Wednesday, October 1, 2014

Yo No Home but Phones Though, So...

My oldschool little brick of a phone finally went kaput today after over two years. Now, with my family's verizon contract, I can get an upgrade free of charge for certain kinds of phones.
I've gone this long without a smart phone, but it looks like the only ones that are free or below thirty bucks are smart phones.

The cheap-looking flip phones? between 100 and 150 bucks easy. Now, I don't know the business reasons behind this and i don't really care too much.

However, the next time i hear or read someone goin off about "why all these homeless folks walkin round with iphones?" I can inform them based on actual first hand experience that a lot can change in one or two or however many years before your phone breaks.

Need a new phone and don't have much money for anything, well the contract you signed way back in the day says you can get this iphone 5c for free or this iphone 4s for 99cents or all this samsung for...well you get it.

Whether folks got a nice phone before their situations got as rough as you can see or they got it for free under a plan they've had for a long ass time (or whatever the situation because it's none of your business) it's not and has never been about some sort of irresponsible allocation of resources.

Those with affluence have always looked for ways to justify why others go without, and this tactic of pointing out the little that those on the bottom of society's food chain do have is purposefully distracting from real social ills.

If you have money, that does not mean that you are in any way better equipped to handle the responsibility of having money.
 
And speaking of smart phones, what kind of patronizing, hypocritical a-hole do you have to be to care more about a human being who is starving will do with your pocket change than what a multinational corporation will do with a huge chunk of your paycheck every month?

Do you really care more about how that guy might be lying to you—the one who politely asks if you can offer anything so he and his family might get some bread or water or tickets for a bus to a better town? Is that legitimately more important to you than the amount you hand over gratefully to corporations whose track records are well known to care so little for human life or worker's rights or the environment?

Because we know this isn't really about whether or not your quarter or your dollar bill goes to a sandwich or to booze.
 
It's a good excuse for a distracting tangential conversation about socially conscious macroeconomics and other bullshit we don't really care about while we sip our lattes. Maybe later we can smoke some pot and listen to covers of Pete Seeger and act like we give a damn about the world before Monday comes around and we head back to a job we hate but it pays the bills and for our xbox live gold membership.

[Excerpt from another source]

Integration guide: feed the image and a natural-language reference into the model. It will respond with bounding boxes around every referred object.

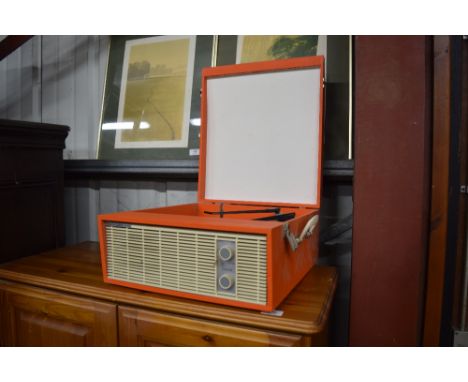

Nah, what this is about is karma, plain and simple.

We still believe that we deserve the good stuff that happens to us while all the bad stuff is unjust.
 
We still believe that others most have done something to deserve the bad stuff that happens to them, while growing ever jealous of how all the good stuff happens to other people who don't really deserve it.

And on the off chance some real person could really use some real help, why bother, right? I mean, c'mon, some of "those people" have smartphones.